Some of the best innovations in software‐in everything, actually‐come from outside the system: from people who don’t have research budgets and certainly don’t have legal departments. And the ultimate uses and benefits of many innovations are not obvious from the outset, even to inventors themselves. So, faced with getting a new software process vetted against a federal statute like the SPY ACT, innovators are just as likely to give up as they are to hire lawyers to check over their work.
Established companies may have resigned themselves to flawed anti‐spyware legislation because they can absorb the costs. What these companies think doesn’t matter. The SPY ACT would not improve legal protections for consumers. It would deny consumers future life‐improving innovations from companies that don’t exist yet. And not just little innovations: potentially, innovations on the magnitude of hyper‐text markup language or peer‐to‐peer.
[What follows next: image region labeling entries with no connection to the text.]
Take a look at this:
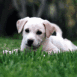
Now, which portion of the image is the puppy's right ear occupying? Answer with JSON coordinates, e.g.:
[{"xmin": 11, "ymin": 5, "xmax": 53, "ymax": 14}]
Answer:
[{"xmin": 16, "ymin": 17, "xmax": 29, "ymax": 33}]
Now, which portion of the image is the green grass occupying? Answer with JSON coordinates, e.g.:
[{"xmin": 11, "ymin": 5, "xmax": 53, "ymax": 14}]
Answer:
[{"xmin": 0, "ymin": 38, "xmax": 77, "ymax": 77}]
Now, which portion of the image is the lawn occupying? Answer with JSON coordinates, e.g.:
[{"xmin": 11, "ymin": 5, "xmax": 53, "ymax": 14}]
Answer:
[{"xmin": 0, "ymin": 37, "xmax": 77, "ymax": 77}]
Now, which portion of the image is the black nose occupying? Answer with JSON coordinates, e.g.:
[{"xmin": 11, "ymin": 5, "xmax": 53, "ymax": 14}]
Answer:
[{"xmin": 27, "ymin": 39, "xmax": 34, "ymax": 46}]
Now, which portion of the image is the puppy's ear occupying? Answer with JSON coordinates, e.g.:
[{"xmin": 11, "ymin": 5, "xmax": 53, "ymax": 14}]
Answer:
[
  {"xmin": 16, "ymin": 17, "xmax": 29, "ymax": 33},
  {"xmin": 43, "ymin": 20, "xmax": 55, "ymax": 38}
]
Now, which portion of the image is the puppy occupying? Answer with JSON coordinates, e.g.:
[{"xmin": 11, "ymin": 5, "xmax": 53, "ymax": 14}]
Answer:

For the other major section of the SPY ACT, we leave the Old Testament and go to ancient Greece, where “hubris” was the term used to describe characters with exaggerated self‐confidence and a lack of humility. Because only hubris can explain legislators who believe that they can dictate the terms and timing of privacy notices that truly reach and benefit consumers.
But that is exactly what the SPY ACT does. It would mandate how terms of contracts between software providers and users are formed, including particular questions that must be posed to users at particular times. Federally mandated pop‐ups, if you will.
Congress has already failed dismally at dictating how privacy notices should look and when they should arrive. The Financial Services Modernization Act required the sending of billions of financial privacy notices, which topped off hundreds of millions of trash cans to serve a tiny minority of consumers.
In Greek law, “hubris” most often referred to drunken violence wreaked by aristocrats upon commoners. This is only too apt a description of what Congress would do if it passed anti‐spyware legislation that frustrated innovation and interfered so ham‐handedly with online contract formation. Commoners would bear the brunt of forgone innovations that would otherwise make their lives easier and more fun.
But the real kicker for the SPY ACT has no roots in the ancient world. It is the modern challenge to jurisdiction wrought by the Internet. The Internet is a global medium, which makes it very hard to find bad people, much less get control of them.
Purveyors of the worst spyware are no more likely to be found within the jurisdiction of the United States than they are anywhere else. Many are probably in foreign countries, and the rest are quite adept at masking their locations, identities, and activities. This makes law impotent. Congress cannot end spyware.
To illustrate: Ten months since the CAN-SPAM law passed, spam is only increasing. The best hopes for spam suppression are filtering services and sender verification built into the Internet and e‐mail protocols. Technical solutions are swarming over the spyware pathology, as well. Free anti‐spyware software is available and ISPs are taking aggressive steps to protect their customers.
If there is a saving grace for the SPY ACT, it may be the bill’s preemption of equally bad state law. Under current federal rules about state jurisdiction, states are able to haul into court some companies that do not affirmatively elect to sell their products in those states. That means a state like Utah can use its long‐arm rules to grab out‐of‐state software providers‐even ones that try to avoid doing business there. Until there’s an appropriate fix to long‐arm and choice‐of‐law rules, federal preemption of state software regulation might be justified.
Better, for now, that Congress should stay out of the spyware mess and work on rules about the structure of our governmental system. A simple, properly structured Commandment about state jurisdiction is needed much more than Bizarro federal spyware legislation.